President Trump is supposed to lead this country, but until he releases his tax returns, we have no way of knowing where he’s leading us. There’s simply no way that we can be sure he has American interests, not his own, at heart when running the government. Even if we ignore any potential Russian surprises hiding in his tax returns (which we shouldn’t), his business ties’ effect on tax policies could end up changing the lives of millions of Americans. With Trump’s finances hidden, we can’t know whether he’s proposing a policy that is good for America, or good for his personal bank account.
President Trump has openly admitted to using loopholes to lower his tax bill as much as possible. In fact, during a debate he said that avoiding paying taxes makes him “smart.” It’s his right as an American citizen to work within the tax code, but now that he’s President, his attitude has much wider repercussions. His willingness to do whatever it takes to make money and avoid paying taxes is exactly why we need to see his tax returns.

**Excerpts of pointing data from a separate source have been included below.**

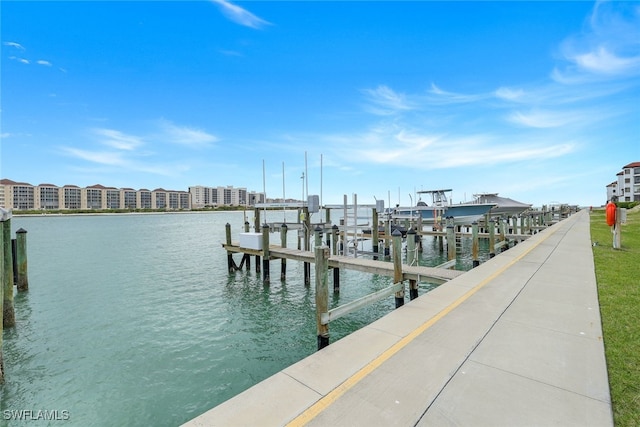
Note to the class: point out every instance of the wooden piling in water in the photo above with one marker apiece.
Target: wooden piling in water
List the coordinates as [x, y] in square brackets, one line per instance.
[283, 243]
[306, 227]
[397, 265]
[256, 227]
[474, 244]
[451, 242]
[411, 259]
[230, 263]
[8, 313]
[265, 254]
[387, 241]
[22, 282]
[492, 238]
[322, 294]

It is essential that someone with so much power to shape the tax debate operate under absolute transparency. As the tax reform fight begins, it is completely possible for Donald Trump to push for a tax cut that saves himself billions of dollars and helps his wealthy friends and family, and we would have no idea. In fact, he has already advocated for repealing the estate tax, which would save his family an estimated $4 billion, $4 billion then unavailable for our national well-being. His shady business history, from stiffing contractors to scamming people through Trump University, shows that we simply can’t trust that he’s working with other people’s interests in mind.
This does not affect Trump only. Tax cuts for wealthy people have real costs for everyone else. The House GOP plan to replace Obamacare made this crystal clear. It would have given the top 1% a huge tax cut while causing 24 million Americans to lose their health insurance in the next ten years. The willingness of Trump and many in the House GOP to let millions of Americans suffer to pay for a tax cut for rich people was shocking and wildly unpopular, and voters across the country let their representatives hear from them.
Trump and Ryan are now signaling that they plan to either take another pass at repealing Obamacare or move on to tax reform. Either way, huge tax cuts for wealthy people are in our future, and it makes me sick. At a time when poor and middle class folks are struggling, when the working poor don’t have a living wage, and when rich people have never done better, there is no defensible reason to cut taxes for the wealthy. I say this as a millionaire, and someone who would benefit greatly from the Trump-Ryan tax agenda.
For all their talk about freedom and prosperity, at the core of every one of these proposals is a huge tax cut for rich people like me. The truth is, I don’t need a tax cut. I’m doing just fine, and so are the rest of the people in my tax bracket. Our country has tried trickle-down economics for decades, and the results are clear: it doesn’t work. Tax cuts for rich people don’t lead to economic growth; they lead to the rich having more money.
But maybe that was Donald Trump’s plan all along.